Toxicology studies are primarily designed to evaluate the safety of potential drug candidates. This can include several in vivo and in vitro tests before a drug is cleared for clinical use.
Any drug candidate development that aims to move to clinical trials must adhere to GLP toxicology studies FDA. This represents the importance placed on Good Laboratory Practices by FDA during preclinical trials.
The larger goal is to ensure that the data (and drug) presented with the New Drug Application (NDA) is robust and safe. The included tox study also helps establish NOAEL (No Observed Adverse Effect Level). GLP is not necessary for the early stages of development. However, once a promising candidate starts progressing, employing GLP can be very useful.
As such, studying general toxicology and safety pharmacology has been very much dependent on studying in vivo experiments. Over the last two decades, the approach has changed with bringing toxicology studies to drug discovery. Initiating tox study with drug discovery can potentially reduce substantial monetary and time investments inherent to drug development.
Attrition caused by non-clinical safety concerns affects the productivity of pharmaceutical research and development. Concerns related to toxicology are often most relevant to these stages. Thus, better models that can reduce attrition are desirable.
Toxicology Skills And Drug Discovery
The paradigm of “fail early, fail often” is often touted where drug discovery is concerned. Like other applications of this paradigm, the idea is to do away with (doomed to be) unsuccessful development as fast as possible.
The earlier we weed out unsuccessful candidates, the faster we can reach the therapy that works. Of course, there must be refinements to the paradigm to ensure its viability. This includes accurate models, correctly categorized compounds, and data points that have covered contextual aspects.
A tox study during discovery may focus on two broad areas represented by target-related safety and chemistry-related safety.
Target-related safety looks for the unintended or adverse effects that may arise out of the intended pharmacology of the drug. Identifying these issues can allow optimizing the drug and present valuable project risk assessment data.

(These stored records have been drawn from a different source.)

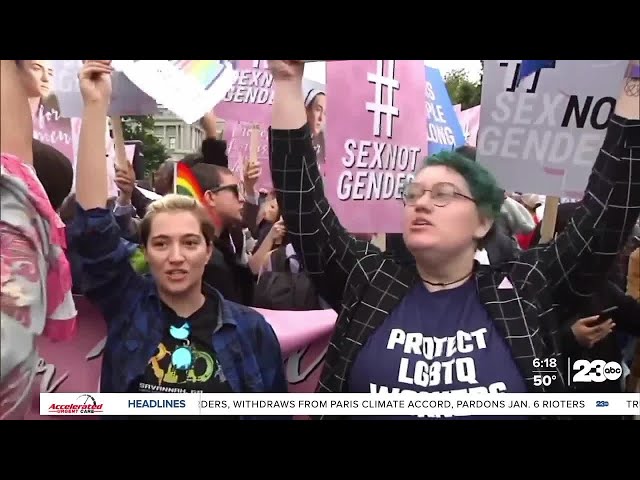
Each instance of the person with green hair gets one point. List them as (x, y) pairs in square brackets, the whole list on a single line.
[(447, 323)]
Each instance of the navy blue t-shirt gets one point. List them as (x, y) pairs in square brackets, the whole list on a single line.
[(441, 341)]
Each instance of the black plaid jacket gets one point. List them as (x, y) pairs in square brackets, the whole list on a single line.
[(364, 284)]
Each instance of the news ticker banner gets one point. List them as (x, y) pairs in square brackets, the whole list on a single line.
[(358, 404)]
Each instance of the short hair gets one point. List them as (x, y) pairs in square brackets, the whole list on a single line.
[(484, 188), (214, 152), (54, 170), (176, 203)]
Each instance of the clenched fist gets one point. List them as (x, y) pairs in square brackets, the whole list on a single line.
[(286, 69), (95, 81)]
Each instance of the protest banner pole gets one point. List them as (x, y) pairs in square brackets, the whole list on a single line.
[(254, 142), (548, 227), (118, 141)]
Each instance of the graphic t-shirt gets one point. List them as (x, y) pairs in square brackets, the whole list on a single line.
[(437, 342), (205, 375)]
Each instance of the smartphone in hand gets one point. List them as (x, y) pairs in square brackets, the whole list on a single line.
[(606, 314)]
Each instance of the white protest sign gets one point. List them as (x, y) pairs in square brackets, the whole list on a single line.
[(126, 98), (189, 88), (544, 135)]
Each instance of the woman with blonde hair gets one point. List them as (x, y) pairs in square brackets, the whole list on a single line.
[(168, 332)]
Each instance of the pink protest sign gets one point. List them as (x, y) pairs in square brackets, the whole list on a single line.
[(50, 128), (74, 366), (238, 138), (251, 96), (374, 140), (470, 123)]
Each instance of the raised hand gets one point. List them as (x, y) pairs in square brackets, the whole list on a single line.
[(286, 69), (252, 173), (95, 81)]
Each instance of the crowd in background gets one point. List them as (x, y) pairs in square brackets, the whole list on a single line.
[(247, 256)]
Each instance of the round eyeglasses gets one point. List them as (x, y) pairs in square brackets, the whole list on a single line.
[(441, 194)]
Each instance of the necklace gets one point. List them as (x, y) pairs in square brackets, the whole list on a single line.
[(440, 284)]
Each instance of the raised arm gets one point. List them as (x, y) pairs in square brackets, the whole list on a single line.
[(329, 254), (574, 264), (16, 127), (109, 278)]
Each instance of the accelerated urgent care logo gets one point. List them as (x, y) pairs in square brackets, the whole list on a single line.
[(84, 404)]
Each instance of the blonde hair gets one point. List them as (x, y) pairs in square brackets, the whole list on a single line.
[(176, 203)]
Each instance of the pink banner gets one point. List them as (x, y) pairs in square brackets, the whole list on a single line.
[(238, 135), (251, 96), (374, 142), (470, 123), (74, 366), (50, 128)]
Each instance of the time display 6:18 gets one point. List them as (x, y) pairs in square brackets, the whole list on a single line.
[(545, 363)]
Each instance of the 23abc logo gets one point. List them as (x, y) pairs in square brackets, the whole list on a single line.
[(595, 371)]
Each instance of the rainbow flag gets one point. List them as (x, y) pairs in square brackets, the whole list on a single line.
[(205, 72), (186, 183)]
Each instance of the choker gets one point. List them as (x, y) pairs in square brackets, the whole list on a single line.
[(440, 284)]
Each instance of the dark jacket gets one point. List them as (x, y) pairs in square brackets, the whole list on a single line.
[(364, 284)]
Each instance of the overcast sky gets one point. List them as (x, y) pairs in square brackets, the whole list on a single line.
[(316, 71)]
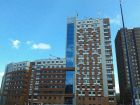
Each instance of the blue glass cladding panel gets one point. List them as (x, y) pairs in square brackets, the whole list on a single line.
[(69, 82), (70, 45)]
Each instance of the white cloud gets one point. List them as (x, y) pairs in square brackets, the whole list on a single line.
[(41, 46), (15, 43), (28, 42), (116, 20)]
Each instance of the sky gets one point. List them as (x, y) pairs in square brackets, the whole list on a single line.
[(36, 29)]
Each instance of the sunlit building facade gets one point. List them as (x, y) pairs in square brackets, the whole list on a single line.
[(89, 40), (133, 43)]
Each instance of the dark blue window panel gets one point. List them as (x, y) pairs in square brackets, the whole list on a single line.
[(70, 45)]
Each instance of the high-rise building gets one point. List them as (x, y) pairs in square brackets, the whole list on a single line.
[(89, 50), (85, 77), (133, 43), (40, 82)]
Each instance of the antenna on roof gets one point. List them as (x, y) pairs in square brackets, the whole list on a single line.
[(52, 56)]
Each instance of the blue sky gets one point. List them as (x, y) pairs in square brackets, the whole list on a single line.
[(34, 29)]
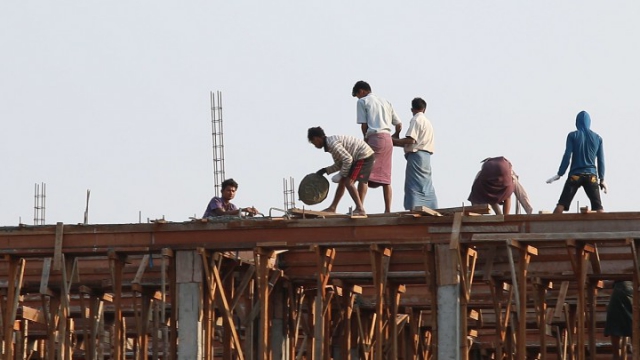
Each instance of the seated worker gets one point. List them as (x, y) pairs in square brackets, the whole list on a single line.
[(494, 184), (352, 157), (219, 206)]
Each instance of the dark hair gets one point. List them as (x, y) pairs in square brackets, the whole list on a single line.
[(418, 104), (228, 182), (360, 85), (315, 132)]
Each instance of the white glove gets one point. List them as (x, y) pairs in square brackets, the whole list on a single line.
[(553, 178), (603, 186)]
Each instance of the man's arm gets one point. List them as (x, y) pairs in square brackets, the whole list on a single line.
[(566, 158), (364, 128), (403, 142), (398, 129), (600, 158)]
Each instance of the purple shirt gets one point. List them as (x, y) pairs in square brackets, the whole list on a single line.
[(217, 203)]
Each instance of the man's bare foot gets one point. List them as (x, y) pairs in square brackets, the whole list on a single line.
[(359, 213)]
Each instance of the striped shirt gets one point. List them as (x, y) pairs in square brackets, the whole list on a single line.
[(345, 150)]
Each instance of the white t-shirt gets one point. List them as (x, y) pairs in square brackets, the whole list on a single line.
[(377, 113), (421, 130)]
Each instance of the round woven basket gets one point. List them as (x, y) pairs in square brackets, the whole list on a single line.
[(313, 189)]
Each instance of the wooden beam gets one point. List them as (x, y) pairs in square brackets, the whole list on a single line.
[(57, 247)]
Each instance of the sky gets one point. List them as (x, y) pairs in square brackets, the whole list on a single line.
[(113, 97)]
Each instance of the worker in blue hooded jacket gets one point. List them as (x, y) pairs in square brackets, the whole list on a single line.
[(585, 153)]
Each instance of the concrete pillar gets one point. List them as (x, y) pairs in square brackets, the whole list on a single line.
[(448, 322), (188, 281)]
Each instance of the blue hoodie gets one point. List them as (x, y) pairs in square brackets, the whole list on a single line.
[(584, 148)]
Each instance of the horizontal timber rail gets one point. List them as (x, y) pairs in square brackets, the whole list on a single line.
[(525, 286)]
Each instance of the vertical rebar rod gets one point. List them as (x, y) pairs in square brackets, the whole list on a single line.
[(217, 136)]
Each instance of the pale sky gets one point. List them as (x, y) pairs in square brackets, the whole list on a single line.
[(114, 96)]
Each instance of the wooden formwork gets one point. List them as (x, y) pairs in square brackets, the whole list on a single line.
[(530, 286)]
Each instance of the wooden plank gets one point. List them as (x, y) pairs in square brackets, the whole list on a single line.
[(57, 247), (478, 209), (614, 235), (445, 229), (44, 279), (143, 265), (226, 312), (315, 214), (564, 286), (423, 210)]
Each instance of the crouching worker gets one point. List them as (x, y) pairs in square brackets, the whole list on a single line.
[(220, 206), (494, 185), (352, 157)]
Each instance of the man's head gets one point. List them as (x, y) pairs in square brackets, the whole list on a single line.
[(418, 105), (229, 188), (316, 136), (583, 120), (361, 89)]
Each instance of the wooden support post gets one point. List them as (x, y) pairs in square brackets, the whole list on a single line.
[(14, 286), (324, 264), (262, 257), (520, 285), (396, 292), (348, 299), (432, 285), (448, 304), (116, 264), (592, 292), (579, 262), (188, 279), (635, 337), (541, 287), (57, 247), (380, 262)]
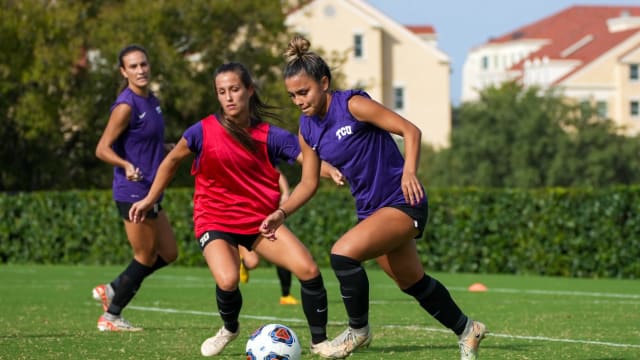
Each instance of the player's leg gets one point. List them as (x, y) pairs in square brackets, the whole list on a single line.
[(223, 260), (284, 276), (141, 236), (248, 260), (288, 252), (403, 265)]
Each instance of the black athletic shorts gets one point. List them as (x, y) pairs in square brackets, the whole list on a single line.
[(123, 210), (233, 239), (419, 214)]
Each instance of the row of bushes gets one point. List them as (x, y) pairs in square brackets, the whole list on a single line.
[(559, 232)]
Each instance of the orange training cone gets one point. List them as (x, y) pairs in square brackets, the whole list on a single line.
[(478, 287)]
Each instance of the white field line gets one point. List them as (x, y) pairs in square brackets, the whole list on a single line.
[(408, 327), (207, 282)]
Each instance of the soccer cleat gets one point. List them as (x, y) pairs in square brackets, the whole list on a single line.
[(344, 344), (244, 273), (470, 343), (215, 344), (288, 300), (108, 322), (352, 339), (103, 294), (326, 350)]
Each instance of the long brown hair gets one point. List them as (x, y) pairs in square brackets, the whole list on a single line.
[(257, 108), (300, 58), (126, 50)]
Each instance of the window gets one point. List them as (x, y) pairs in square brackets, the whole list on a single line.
[(601, 108), (633, 72), (485, 63), (398, 98), (358, 50)]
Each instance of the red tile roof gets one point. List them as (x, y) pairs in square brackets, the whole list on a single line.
[(421, 29), (569, 26)]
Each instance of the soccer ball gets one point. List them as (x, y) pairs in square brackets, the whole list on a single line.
[(273, 341)]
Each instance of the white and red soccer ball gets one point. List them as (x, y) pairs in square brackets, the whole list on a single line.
[(273, 341)]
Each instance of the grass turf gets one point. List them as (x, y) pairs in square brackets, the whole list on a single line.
[(47, 313)]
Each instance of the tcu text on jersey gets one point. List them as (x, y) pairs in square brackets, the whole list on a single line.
[(343, 131)]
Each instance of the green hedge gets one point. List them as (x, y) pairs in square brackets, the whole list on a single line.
[(559, 232)]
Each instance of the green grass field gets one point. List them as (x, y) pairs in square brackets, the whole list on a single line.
[(46, 312)]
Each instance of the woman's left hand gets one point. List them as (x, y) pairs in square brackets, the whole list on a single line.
[(412, 189), (271, 224)]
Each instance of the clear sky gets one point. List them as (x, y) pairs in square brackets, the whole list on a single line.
[(464, 24)]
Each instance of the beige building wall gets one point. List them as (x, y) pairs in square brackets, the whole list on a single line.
[(392, 57), (608, 80)]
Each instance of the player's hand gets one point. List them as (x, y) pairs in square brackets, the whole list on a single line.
[(337, 177), (271, 224), (138, 210), (412, 189)]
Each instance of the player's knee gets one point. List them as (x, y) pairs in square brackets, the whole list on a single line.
[(339, 262)]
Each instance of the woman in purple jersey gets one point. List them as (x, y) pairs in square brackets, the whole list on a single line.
[(352, 132), (133, 142)]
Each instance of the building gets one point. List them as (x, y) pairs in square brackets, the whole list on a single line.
[(399, 66), (589, 53)]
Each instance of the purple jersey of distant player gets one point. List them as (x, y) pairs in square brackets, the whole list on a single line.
[(281, 144), (366, 155), (141, 144)]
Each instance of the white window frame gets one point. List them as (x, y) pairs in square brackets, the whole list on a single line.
[(399, 102), (358, 45), (634, 103), (634, 72)]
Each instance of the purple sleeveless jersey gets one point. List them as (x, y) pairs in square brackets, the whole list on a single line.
[(365, 154), (142, 144)]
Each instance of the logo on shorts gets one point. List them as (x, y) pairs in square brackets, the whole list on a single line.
[(343, 131), (204, 239)]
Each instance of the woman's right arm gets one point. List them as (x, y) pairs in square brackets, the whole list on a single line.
[(165, 173), (117, 124), (303, 191)]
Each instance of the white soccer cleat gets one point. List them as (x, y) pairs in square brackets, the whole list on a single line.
[(344, 344), (471, 342), (328, 351), (215, 344), (108, 322)]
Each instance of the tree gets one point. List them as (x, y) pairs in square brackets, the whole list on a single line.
[(522, 137)]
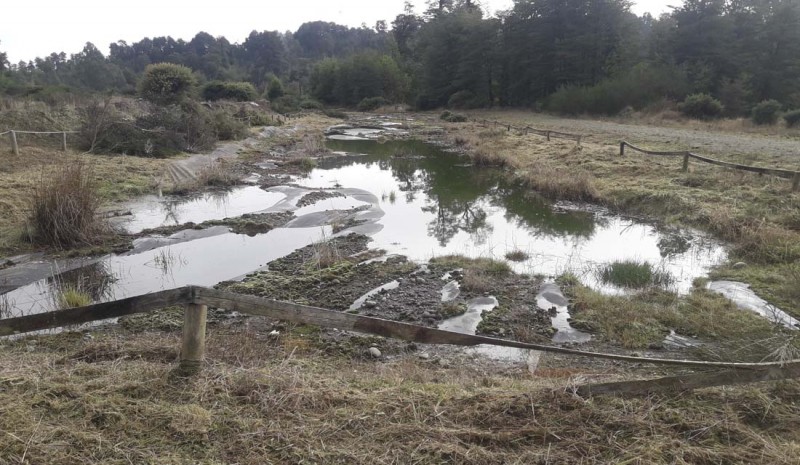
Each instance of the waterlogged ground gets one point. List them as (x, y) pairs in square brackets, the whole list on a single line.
[(415, 202)]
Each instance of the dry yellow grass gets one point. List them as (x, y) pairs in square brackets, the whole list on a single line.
[(115, 400)]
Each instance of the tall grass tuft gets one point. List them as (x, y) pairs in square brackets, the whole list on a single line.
[(634, 274), (64, 207)]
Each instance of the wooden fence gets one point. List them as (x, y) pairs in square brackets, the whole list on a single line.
[(794, 176), (529, 130), (15, 143), (197, 300)]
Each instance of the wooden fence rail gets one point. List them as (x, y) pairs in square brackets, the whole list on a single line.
[(794, 176), (198, 299), (15, 143)]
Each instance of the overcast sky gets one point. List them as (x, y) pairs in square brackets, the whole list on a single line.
[(31, 28)]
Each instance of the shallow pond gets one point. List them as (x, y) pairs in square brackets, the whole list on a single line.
[(413, 199)]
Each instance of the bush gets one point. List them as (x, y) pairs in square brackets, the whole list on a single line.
[(792, 118), (237, 91), (227, 127), (465, 99), (766, 112), (64, 208), (274, 88), (701, 106), (641, 86), (162, 131), (371, 103), (285, 104), (166, 83)]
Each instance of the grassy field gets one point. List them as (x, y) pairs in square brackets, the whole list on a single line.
[(262, 399), (758, 215)]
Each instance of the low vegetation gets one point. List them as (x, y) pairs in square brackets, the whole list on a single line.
[(278, 399), (634, 274), (64, 208)]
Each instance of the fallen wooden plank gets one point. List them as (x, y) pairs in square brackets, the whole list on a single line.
[(654, 152), (693, 381), (96, 312), (333, 319)]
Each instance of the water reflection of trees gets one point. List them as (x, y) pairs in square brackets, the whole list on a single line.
[(458, 196), (95, 281)]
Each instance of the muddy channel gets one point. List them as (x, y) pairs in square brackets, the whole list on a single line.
[(372, 229)]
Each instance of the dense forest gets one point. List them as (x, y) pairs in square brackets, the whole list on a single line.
[(568, 56)]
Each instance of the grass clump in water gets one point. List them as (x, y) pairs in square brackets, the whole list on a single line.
[(72, 297), (634, 274), (517, 256)]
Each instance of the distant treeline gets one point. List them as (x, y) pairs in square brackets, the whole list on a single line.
[(570, 56)]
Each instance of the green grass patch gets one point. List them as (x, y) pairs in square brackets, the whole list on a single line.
[(634, 274)]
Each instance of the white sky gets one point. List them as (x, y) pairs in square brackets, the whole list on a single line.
[(31, 28)]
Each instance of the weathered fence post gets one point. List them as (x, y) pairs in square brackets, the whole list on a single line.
[(194, 338), (14, 145)]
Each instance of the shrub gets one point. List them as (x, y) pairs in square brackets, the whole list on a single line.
[(451, 117), (166, 83), (701, 106), (309, 104), (465, 99), (64, 208), (227, 127), (766, 112), (371, 103), (237, 91), (792, 118), (285, 104), (637, 88), (274, 88)]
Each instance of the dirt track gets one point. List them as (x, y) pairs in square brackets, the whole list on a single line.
[(705, 140)]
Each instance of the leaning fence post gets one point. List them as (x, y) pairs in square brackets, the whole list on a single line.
[(194, 338), (14, 146)]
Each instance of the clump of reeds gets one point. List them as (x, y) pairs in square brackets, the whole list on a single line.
[(64, 208)]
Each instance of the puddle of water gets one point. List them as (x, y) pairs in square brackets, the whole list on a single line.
[(332, 203), (550, 296), (153, 212), (468, 322), (204, 262), (451, 291), (745, 298), (439, 208), (360, 301), (680, 342)]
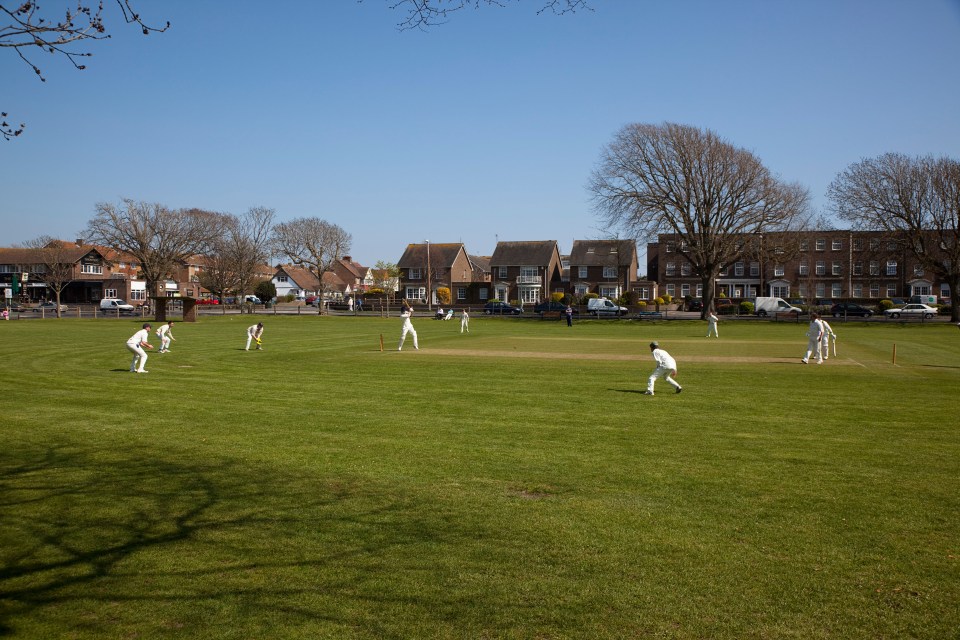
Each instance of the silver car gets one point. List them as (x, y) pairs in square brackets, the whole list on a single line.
[(915, 310)]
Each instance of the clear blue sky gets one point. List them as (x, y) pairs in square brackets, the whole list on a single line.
[(486, 127)]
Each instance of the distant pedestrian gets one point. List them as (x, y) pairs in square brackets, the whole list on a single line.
[(136, 344), (666, 369), (712, 321), (166, 335), (406, 312), (828, 335), (815, 337), (255, 333)]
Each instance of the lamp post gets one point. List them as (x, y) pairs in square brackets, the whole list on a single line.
[(429, 297)]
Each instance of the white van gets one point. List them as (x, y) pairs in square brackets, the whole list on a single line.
[(116, 304), (767, 306), (604, 307)]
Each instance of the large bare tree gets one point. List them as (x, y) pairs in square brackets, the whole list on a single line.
[(311, 243), (25, 26), (159, 238), (916, 200), (240, 250), (716, 198)]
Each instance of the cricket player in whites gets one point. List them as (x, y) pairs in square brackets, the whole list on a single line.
[(136, 344), (666, 369), (828, 335), (254, 332), (166, 335), (405, 313), (815, 335)]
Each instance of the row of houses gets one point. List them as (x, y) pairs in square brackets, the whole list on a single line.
[(828, 264)]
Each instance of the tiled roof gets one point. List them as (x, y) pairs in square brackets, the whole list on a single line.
[(441, 255), (528, 253), (602, 252)]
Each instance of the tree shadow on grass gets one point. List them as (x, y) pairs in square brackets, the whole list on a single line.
[(100, 543)]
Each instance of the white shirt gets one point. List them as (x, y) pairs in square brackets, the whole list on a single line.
[(139, 337), (816, 329), (664, 359)]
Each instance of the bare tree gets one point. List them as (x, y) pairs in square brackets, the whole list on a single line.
[(673, 178), (159, 238), (423, 14), (916, 200), (245, 246), (311, 243), (54, 265), (26, 26), (386, 275)]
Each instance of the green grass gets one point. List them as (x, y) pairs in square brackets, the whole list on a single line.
[(491, 485)]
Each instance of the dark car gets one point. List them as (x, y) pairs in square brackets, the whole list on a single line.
[(850, 309), (551, 306), (496, 307)]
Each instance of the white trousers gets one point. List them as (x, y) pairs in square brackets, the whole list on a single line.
[(408, 328), (139, 357), (662, 372)]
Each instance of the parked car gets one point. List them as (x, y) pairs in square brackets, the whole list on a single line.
[(117, 304), (497, 307), (605, 307), (850, 309), (550, 306), (912, 311), (49, 305)]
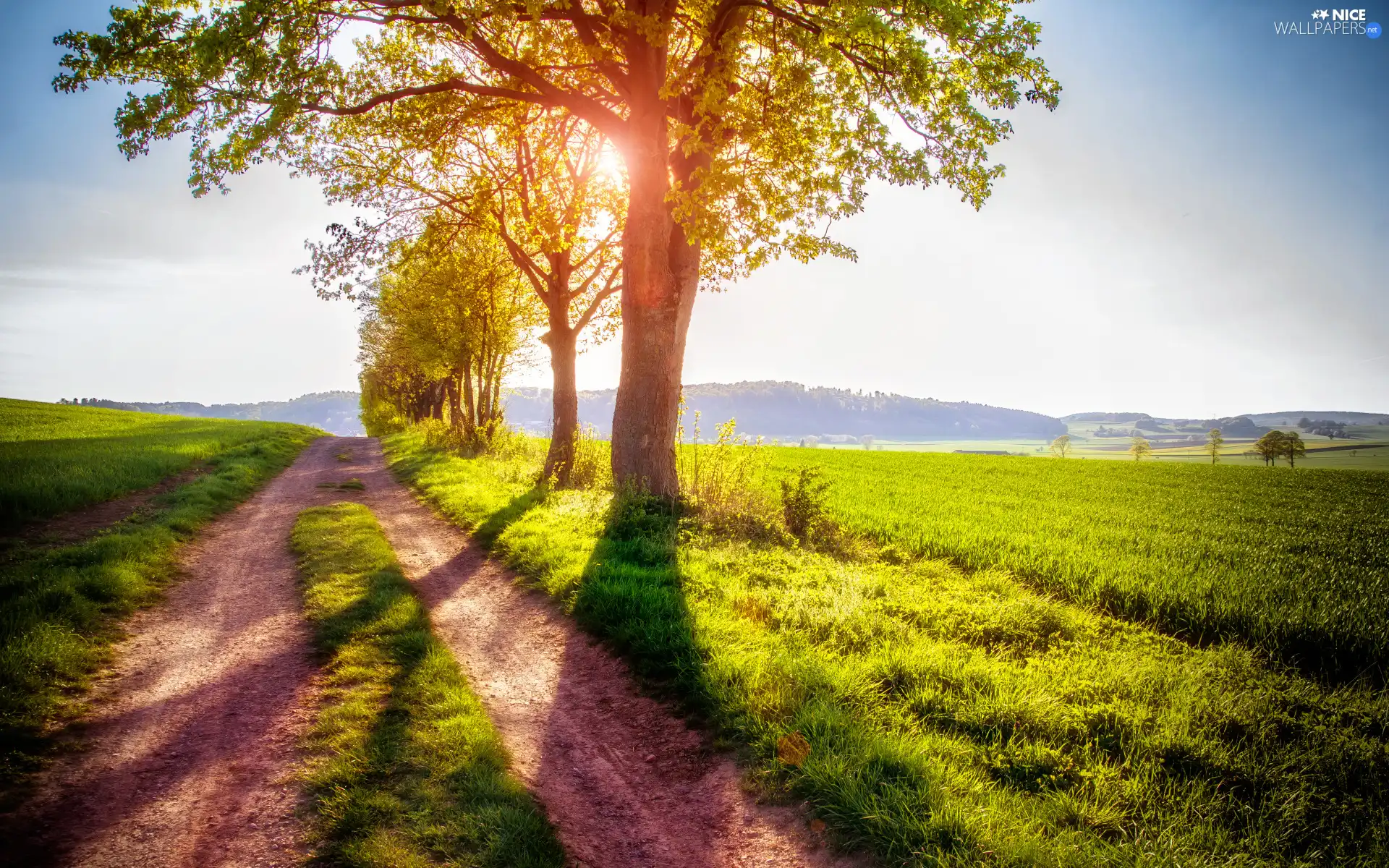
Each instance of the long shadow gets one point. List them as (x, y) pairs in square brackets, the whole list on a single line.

Chemistry-related safety is a pillar of the modern discovery phase. Predictive tools are often employed to find issues that can be avoided. It is common to use computational tools that work with models in silico for toxicology studies.
Other methods include using predictive in vitro models that reduce the need for in vivo studies, thus fewer animals have to be sacrificed during development. Strategic use of a TK assay is important. There is a wide range of TK assays available. It is important to choose the right one without wasting screening resources.
Employing computational models often relates to using High-Throughput Screening (HTS), automation, and big data methods. For early-phase drug discovery methods in silico, predictive quantitative structure-activity. relationship (QSAR) modeling and computational toxicology can be employed.
For toxicology in discovery, other scientific principles and facets of drug discovery should be considered. Including factors like biology, pharmacology, chemistry, and DMPK is necessary. These methods in a tox study can help understand (or formulate) the route of delivery and dosage.